Complete step by step solution:
It is given that the
Distance between the charges, $r = a$
(a) To find the electric force on the charge $Q$ , the formula (1) is taken.
 $F = \dfrac{{k{q_1}{q_2}}}{{{r^2}}}$
The force between the $Q$ and the $Q$ is calculated.
${F_{QQ}} = \dfrac{{k{Q^2}}}{{2{a^2}}}$
Similarly the force between the $Q$ and the other charges are calculated.
${F_{Qq}} = \sqrt 2 \dfrac{{kqQ}}{{{a^2}}}$
The resultant electric force on the charge $Q$ is the sum of the electric force provided by the other charges.
$F = {F_{QQ}} + {F_{Qq}}$
${F_{}} = \sqrt 2 \dfrac{{kqQ}}{{{a^2}}} + \dfrac{{k{Q^2}}}{{2{a^2}}}$
By simplifying the above equation,
$F = \dfrac{{2\sqrt 2 kqQ + k{Q^2}}}{{2{a^2}}}$
By taking the common terms out of the brackets,
$F = \dfrac{{kQ}}{{2{a^2}}}\left( {2\sqrt 2 q + Q} \right)$
Hence the resultant of the electric force that acts on the charge $Q$ is $\dfrac{{kQ}}{{2{a^2}}}\left( {2\sqrt 2 q + Q} \right)$ .

(b) Use the formula (2),
$P = \dfrac{{k{q_1}{q_2}}}{r}$
The total potential energy is the sum of the potential energies between all the charges.
$P = {P_{QQ}} + {P_{Oq}} + {P_{qq}}$
$P = \dfrac{{k{q_1}{q_2}}}{r} + \dfrac{{k{q_1}{q_2}}}{r} + \dfrac{{k{q_1}{q_2}}}{r}$
Substituting the known values,
$P = \dfrac{{k{Q^2}}}{{\sqrt 2 a}} + \dfrac{{4kQq}}{a} + \dfrac{{k{q^2}^{}}}{{\sqrt 2 a}}$
Hence the potential energy of the system is obtained as $\dfrac{{k{Q^2}}}{{\sqrt 2 a}} + \dfrac{{4kQq}}{a} + \dfrac{{k{q^2}^{}}}{{\sqrt 2 a}}$.

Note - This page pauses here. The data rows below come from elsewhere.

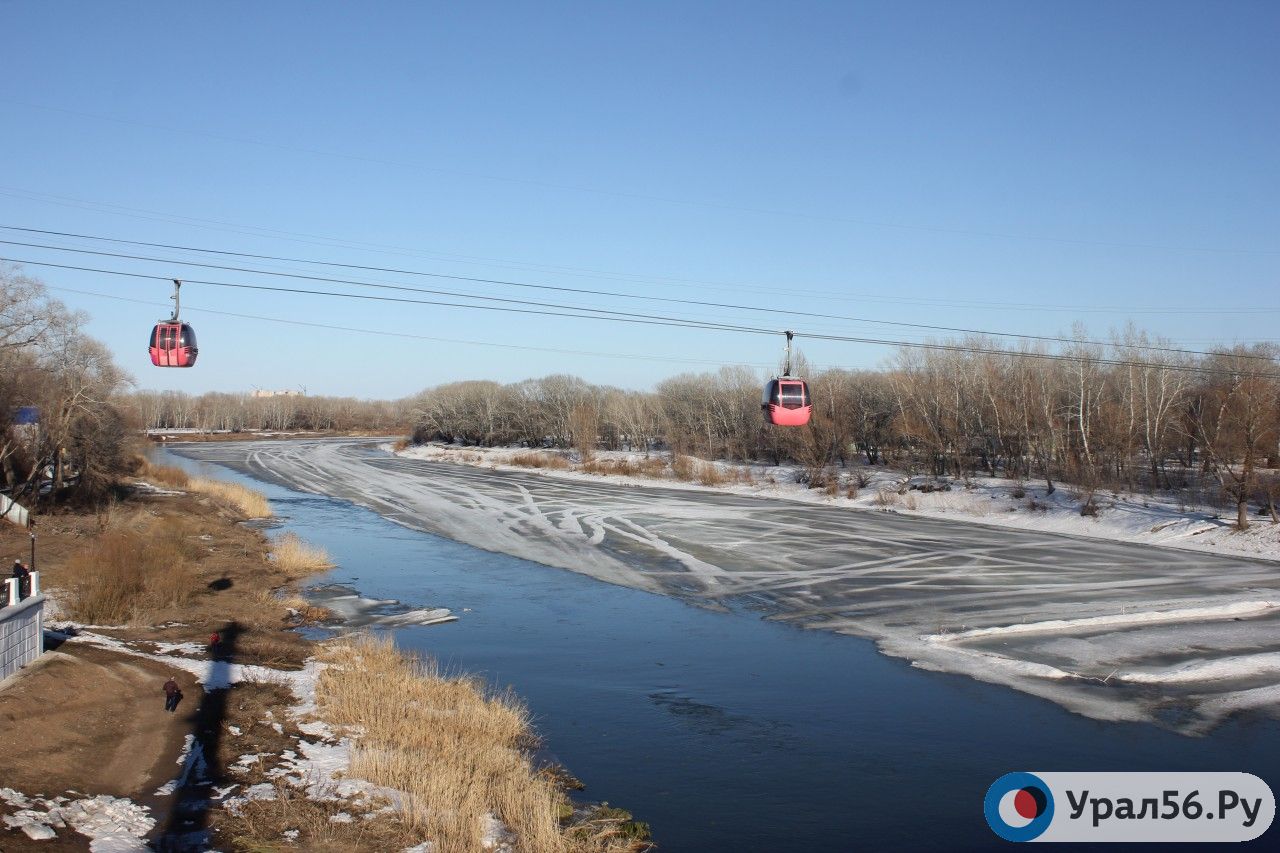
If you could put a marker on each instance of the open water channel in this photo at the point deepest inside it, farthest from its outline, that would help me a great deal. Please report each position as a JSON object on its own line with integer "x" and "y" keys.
{"x": 725, "y": 730}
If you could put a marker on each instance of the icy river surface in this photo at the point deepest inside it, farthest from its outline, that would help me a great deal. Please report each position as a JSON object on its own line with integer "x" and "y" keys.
{"x": 668, "y": 693}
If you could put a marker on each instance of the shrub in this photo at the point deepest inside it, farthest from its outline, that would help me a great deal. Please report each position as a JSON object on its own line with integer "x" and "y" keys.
{"x": 297, "y": 559}
{"x": 250, "y": 503}
{"x": 536, "y": 459}
{"x": 456, "y": 748}
{"x": 124, "y": 575}
{"x": 682, "y": 466}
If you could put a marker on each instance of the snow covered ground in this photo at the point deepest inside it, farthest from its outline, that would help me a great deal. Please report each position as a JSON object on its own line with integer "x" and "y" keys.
{"x": 987, "y": 500}
{"x": 118, "y": 825}
{"x": 1100, "y": 625}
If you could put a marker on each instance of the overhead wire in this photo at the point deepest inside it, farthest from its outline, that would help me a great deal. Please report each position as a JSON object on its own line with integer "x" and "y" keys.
{"x": 703, "y": 325}
{"x": 638, "y": 196}
{"x": 630, "y": 356}
{"x": 1143, "y": 347}
{"x": 315, "y": 240}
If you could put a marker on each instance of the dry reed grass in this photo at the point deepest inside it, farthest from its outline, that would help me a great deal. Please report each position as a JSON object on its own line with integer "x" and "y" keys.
{"x": 538, "y": 459}
{"x": 458, "y": 751}
{"x": 652, "y": 468}
{"x": 250, "y": 503}
{"x": 682, "y": 466}
{"x": 124, "y": 575}
{"x": 296, "y": 559}
{"x": 165, "y": 474}
{"x": 711, "y": 474}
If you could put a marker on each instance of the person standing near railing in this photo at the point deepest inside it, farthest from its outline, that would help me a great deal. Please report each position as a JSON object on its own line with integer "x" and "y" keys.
{"x": 23, "y": 575}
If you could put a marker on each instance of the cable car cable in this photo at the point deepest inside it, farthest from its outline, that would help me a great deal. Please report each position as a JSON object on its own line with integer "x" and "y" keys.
{"x": 416, "y": 337}
{"x": 702, "y": 325}
{"x": 528, "y": 284}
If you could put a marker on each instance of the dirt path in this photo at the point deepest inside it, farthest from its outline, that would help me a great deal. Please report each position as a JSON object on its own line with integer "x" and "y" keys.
{"x": 86, "y": 719}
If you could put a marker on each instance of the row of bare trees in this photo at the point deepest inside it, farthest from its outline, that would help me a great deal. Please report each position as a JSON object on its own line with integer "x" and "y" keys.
{"x": 1133, "y": 414}
{"x": 68, "y": 384}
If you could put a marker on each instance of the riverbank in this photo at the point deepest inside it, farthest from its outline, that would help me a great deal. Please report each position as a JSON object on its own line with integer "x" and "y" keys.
{"x": 260, "y": 752}
{"x": 1184, "y": 520}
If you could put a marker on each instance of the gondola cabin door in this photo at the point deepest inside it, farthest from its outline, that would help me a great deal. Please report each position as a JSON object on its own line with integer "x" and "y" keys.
{"x": 787, "y": 401}
{"x": 173, "y": 345}
{"x": 173, "y": 342}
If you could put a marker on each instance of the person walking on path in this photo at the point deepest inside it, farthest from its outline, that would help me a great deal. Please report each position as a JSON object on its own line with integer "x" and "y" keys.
{"x": 172, "y": 696}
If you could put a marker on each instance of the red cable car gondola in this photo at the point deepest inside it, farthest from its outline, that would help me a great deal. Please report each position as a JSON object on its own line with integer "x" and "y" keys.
{"x": 173, "y": 342}
{"x": 786, "y": 398}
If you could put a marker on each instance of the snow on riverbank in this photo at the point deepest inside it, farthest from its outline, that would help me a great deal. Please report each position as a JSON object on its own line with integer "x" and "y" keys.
{"x": 319, "y": 766}
{"x": 984, "y": 500}
{"x": 941, "y": 584}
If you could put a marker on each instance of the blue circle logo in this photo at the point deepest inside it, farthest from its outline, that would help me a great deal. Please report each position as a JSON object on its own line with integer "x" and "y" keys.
{"x": 1019, "y": 807}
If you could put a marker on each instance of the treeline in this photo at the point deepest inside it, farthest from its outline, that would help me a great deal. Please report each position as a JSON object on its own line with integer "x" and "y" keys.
{"x": 67, "y": 386}
{"x": 1132, "y": 414}
{"x": 216, "y": 411}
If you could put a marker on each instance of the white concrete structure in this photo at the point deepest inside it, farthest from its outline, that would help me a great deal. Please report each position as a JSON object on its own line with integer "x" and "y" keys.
{"x": 12, "y": 511}
{"x": 22, "y": 625}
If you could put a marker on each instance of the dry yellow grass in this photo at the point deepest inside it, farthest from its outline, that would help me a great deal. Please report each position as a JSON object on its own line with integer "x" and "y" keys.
{"x": 127, "y": 574}
{"x": 297, "y": 559}
{"x": 458, "y": 751}
{"x": 536, "y": 459}
{"x": 653, "y": 468}
{"x": 164, "y": 474}
{"x": 252, "y": 505}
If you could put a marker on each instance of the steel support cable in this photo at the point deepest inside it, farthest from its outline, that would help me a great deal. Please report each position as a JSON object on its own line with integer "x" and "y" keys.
{"x": 393, "y": 270}
{"x": 699, "y": 325}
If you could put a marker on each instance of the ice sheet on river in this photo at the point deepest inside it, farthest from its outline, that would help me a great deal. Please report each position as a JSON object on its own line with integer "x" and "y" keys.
{"x": 1111, "y": 630}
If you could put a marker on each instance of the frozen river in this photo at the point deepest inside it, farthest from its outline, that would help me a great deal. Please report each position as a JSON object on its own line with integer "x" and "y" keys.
{"x": 1111, "y": 630}
{"x": 725, "y": 730}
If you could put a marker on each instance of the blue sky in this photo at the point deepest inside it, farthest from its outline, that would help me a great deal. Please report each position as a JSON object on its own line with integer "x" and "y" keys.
{"x": 997, "y": 165}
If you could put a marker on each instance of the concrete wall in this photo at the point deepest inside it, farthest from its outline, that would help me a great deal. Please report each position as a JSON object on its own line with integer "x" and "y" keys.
{"x": 22, "y": 632}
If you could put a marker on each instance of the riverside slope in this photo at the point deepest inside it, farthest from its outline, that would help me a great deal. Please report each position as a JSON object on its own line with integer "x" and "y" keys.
{"x": 1111, "y": 630}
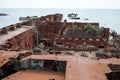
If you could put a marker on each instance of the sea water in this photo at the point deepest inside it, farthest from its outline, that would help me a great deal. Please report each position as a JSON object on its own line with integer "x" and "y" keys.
{"x": 109, "y": 18}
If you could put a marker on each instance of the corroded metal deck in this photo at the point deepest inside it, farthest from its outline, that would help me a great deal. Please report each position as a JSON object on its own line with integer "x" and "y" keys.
{"x": 78, "y": 68}
{"x": 36, "y": 75}
{"x": 11, "y": 34}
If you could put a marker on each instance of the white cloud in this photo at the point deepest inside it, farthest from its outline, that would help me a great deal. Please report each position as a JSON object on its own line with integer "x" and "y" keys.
{"x": 111, "y": 4}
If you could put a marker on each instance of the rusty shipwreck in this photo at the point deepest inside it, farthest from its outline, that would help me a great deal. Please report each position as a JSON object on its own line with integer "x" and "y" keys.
{"x": 47, "y": 48}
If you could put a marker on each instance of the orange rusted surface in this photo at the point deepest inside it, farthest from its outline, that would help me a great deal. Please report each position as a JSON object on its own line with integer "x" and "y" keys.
{"x": 81, "y": 68}
{"x": 21, "y": 37}
{"x": 6, "y": 55}
{"x": 36, "y": 75}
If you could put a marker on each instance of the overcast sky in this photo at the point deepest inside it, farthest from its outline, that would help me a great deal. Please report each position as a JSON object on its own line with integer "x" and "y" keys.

Note: The distance between two points are in the hypotenuse side of the square, then it is calculated by the formula $\sqrt {\left( {{a^2} + {b^2}} \right)} $. For example the distance between $Q$ and $Q$ or $q$ and $q$ is calculated as $\sqrt {\left( {{a^2} + {a^2}} \right)} = \sqrt {2{a^2}} = \sqrt 2 a$.